= Hartford Conservatory =

The Hartford Conservatory was a performing arts school in Hartford, Connecticut, that operated from 1890 to 2011. It offered programs in music, dance, musical theater and recording arts to post-secondary students on a pre-professional level. Its small student body, diverse in age, background and geographical area of origin, pursued immersion studies in music and dance with a jazz emphasis. Some of its students became prepared nationally known performers and teachers.

The Hartford Conservatory was one of the nation’s oldest performing arts schools. It was founded in 1890 at the Hartford Theological Seminary as the School for Church Musicians. Five years later it became the independent Hartford School of Music. In 1934, Truda Kaschmann, a student of Mary Wigman, brought modern dance to the school. It later became known as the Hartford Conservatory and provided not only a community program of weekly instruction in music and dance for all ages and levels, but also an accredited two- and three-year post-secondary immersion program in music, dance, theater and recording arts.

The Conservatory was an active part of the musical life of Hartford, and the home of orchestra and vocal groups that formed a major part of the arts scene especially in the first half of the twentieth century. Not only sacred and secular classical music performances, but city premieres of avant-garde works were presented under Conservatory sponsorship in collaboration with the Wadsworth Atheneum’s Chick Austin and other Hartford notables.

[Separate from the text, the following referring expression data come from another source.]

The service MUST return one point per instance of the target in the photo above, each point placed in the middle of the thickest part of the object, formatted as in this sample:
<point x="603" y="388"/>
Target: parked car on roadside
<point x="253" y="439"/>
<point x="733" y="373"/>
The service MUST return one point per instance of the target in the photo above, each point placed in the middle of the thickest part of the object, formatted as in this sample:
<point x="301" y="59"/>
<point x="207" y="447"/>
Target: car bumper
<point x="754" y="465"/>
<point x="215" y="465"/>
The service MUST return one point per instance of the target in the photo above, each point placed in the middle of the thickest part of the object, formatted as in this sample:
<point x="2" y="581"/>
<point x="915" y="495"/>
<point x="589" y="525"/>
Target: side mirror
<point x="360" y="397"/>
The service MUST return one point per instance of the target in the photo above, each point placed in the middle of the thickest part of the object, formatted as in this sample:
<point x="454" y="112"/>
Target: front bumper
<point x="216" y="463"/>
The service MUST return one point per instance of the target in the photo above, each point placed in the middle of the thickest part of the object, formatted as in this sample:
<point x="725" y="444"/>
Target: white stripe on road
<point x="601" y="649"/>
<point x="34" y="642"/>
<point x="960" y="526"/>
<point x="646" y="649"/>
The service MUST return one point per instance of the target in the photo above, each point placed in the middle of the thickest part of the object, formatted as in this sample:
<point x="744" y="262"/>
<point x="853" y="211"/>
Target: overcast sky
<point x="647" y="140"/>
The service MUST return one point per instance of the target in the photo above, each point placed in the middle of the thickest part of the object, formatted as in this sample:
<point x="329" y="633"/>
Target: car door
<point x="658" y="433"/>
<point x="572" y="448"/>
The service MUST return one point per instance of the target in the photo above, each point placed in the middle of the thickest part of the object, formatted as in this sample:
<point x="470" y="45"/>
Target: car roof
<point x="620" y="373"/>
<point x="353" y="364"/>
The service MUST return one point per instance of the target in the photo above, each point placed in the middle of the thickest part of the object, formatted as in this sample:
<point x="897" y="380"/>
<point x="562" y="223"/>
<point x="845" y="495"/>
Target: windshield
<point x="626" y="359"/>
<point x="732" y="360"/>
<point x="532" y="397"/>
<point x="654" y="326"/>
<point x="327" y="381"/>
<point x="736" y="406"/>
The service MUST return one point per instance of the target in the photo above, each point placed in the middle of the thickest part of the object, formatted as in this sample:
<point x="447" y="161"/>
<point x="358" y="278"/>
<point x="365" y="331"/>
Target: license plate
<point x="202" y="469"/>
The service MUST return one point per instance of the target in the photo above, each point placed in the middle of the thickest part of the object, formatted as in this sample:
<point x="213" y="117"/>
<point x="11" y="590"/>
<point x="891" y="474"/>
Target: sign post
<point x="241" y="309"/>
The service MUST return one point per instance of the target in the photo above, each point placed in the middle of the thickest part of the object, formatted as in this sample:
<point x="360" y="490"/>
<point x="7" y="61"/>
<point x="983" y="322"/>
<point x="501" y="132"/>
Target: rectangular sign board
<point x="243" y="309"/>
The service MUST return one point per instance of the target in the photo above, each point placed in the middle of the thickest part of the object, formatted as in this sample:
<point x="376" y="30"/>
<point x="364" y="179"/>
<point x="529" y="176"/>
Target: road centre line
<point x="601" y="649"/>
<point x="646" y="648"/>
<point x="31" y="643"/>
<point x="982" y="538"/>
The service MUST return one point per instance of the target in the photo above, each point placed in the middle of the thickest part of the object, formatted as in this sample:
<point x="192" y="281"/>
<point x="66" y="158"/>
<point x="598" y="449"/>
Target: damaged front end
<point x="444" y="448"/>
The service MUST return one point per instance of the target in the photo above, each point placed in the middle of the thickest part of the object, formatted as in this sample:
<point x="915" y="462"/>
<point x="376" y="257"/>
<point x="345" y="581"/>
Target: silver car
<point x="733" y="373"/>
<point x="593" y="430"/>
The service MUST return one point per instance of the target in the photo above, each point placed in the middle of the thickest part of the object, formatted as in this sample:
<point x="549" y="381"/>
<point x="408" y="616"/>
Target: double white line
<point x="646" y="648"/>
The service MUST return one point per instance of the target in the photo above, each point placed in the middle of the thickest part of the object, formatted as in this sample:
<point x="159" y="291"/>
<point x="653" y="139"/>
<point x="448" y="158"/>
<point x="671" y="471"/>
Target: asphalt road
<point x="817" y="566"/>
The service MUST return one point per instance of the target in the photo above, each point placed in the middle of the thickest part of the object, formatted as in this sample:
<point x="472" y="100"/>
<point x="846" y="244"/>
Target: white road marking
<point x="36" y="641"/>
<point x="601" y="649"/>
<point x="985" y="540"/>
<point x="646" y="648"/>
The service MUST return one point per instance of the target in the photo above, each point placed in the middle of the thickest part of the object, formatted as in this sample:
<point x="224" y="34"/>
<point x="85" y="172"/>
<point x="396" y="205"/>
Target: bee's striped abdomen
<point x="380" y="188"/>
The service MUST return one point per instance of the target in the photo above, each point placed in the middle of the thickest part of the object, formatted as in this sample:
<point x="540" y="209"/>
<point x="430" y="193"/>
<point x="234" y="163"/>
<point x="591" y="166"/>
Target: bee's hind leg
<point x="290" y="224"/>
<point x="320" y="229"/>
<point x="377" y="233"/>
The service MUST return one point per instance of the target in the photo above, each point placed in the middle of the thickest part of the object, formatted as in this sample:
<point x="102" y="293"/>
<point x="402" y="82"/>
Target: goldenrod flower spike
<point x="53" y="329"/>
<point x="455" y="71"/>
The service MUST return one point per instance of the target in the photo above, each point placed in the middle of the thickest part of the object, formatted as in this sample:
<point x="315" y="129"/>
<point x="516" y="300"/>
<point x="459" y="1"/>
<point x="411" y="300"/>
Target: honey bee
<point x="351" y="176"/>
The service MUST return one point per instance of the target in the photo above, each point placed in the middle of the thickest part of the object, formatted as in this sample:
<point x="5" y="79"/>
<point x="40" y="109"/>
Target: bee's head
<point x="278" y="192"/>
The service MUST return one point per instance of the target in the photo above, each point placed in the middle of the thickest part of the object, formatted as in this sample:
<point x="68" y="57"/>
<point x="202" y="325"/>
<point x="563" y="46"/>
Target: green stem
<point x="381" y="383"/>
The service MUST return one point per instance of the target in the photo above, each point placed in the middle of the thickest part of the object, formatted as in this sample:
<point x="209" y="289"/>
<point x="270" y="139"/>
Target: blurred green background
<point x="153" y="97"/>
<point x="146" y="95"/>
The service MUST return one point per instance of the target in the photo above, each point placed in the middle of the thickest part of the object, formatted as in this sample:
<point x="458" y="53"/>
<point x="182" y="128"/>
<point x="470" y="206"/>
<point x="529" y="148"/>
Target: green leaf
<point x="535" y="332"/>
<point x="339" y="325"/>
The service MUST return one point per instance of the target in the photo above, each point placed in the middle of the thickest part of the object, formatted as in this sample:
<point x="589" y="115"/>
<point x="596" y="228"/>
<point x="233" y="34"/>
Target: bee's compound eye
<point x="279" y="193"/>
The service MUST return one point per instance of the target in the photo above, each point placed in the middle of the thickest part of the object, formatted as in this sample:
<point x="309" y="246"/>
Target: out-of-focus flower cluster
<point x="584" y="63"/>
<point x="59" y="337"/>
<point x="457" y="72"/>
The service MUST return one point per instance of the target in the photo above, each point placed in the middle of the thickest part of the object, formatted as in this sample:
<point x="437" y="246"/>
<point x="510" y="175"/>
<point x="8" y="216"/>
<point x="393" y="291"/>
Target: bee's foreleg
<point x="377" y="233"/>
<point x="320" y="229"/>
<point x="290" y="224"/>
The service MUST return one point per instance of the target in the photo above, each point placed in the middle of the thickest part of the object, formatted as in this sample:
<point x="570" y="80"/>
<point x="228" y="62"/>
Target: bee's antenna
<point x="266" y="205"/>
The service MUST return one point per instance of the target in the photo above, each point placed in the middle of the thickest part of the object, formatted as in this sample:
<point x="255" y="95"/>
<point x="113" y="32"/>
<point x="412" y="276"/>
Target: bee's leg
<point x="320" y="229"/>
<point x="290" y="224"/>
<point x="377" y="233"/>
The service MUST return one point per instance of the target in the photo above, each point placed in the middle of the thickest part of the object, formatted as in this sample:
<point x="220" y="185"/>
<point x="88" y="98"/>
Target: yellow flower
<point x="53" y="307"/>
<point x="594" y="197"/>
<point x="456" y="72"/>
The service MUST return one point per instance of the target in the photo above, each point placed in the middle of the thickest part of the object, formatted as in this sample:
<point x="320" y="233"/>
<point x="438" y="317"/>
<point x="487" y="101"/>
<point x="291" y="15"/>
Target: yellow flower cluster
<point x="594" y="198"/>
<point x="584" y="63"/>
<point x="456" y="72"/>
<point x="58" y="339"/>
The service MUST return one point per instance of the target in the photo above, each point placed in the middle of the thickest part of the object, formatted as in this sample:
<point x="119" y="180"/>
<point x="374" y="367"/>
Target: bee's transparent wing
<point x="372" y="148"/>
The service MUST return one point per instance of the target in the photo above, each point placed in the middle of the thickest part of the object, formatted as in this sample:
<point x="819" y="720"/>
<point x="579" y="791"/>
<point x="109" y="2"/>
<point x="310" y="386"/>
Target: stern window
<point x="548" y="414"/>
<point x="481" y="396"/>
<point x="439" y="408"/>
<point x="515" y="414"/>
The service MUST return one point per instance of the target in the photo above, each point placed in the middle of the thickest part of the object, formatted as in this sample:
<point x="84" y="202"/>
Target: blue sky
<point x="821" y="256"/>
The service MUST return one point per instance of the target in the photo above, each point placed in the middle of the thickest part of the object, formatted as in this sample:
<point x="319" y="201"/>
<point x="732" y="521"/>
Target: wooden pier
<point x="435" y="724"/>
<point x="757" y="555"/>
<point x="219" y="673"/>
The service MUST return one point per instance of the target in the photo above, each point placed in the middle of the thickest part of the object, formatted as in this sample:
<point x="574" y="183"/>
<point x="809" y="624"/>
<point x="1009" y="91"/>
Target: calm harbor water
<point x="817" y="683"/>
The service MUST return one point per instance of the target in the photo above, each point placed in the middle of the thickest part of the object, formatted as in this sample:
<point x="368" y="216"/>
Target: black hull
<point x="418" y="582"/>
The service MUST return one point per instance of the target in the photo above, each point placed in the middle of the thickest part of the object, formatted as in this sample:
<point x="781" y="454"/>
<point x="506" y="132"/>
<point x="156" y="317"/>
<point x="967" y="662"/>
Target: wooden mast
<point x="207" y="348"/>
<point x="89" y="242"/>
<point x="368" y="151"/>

In its last thirty years of operation, the school had acquired a jazz and popular music emphasis, teaching jazz dance and music, and offering holiday performances of Duke Ellington’s Jazz Nutcracker with the New England Jazz Septet and student choreographers, musicians and dancers, and sponsoring master classes with dance artists like Jacques d'Amboise and Savion Glover.

The school had a small student body of fewer than one hundred students of varied ages, backgrounds and geographic regions of the country and the world, and a faculty all currently performing in their respective fields. Among the artists that have been part of the Conservatory as students or teachers over the past 120 years are:
- Betty Allen, opera singer and former director of Harlem School of the Arts
- James Argiro, jazz pianist
- choral director Ralph Baldwin
- bassist Dezron Douglas
- bassist Dave Santoro
- guitarist Norman Johnson
- Guitar Arnold Landsberg
- composers Brooke Halpin and Dan-O
- Conducting Robert Brawley
- Jazz Piano Ray Cassarino
- pianists Ward Davenny and Grayson Hugh
- Piano Geraldine Douglass
- Piano Aaron Pratt, Jr.
- Popular Organ Sy Quinto (Silvio Giaquinto)
- vocalists Alyson Bristol, and Teresa Stich-Randall
- Voice Mildred Coleman
- cellists Charles Krane and John Riley
- percussionist Alexander Lepak
- Percussion Donald Minutillo
- Cirque du Soleil choreographer Michael Montanaro
- dancers Douglas Boulivar, Margarita Froman and Alwin Nikolais
- composer Gwyneth van Anden Walker

The conservatory's board of trustees voted in September 2010 to close in May 2011, the end of the 2010-2011 academic year, allowing current students to graduate. School officials attributed the decision to a "mix of competitive and economic factors, not the least of which is the venerable institution's business model."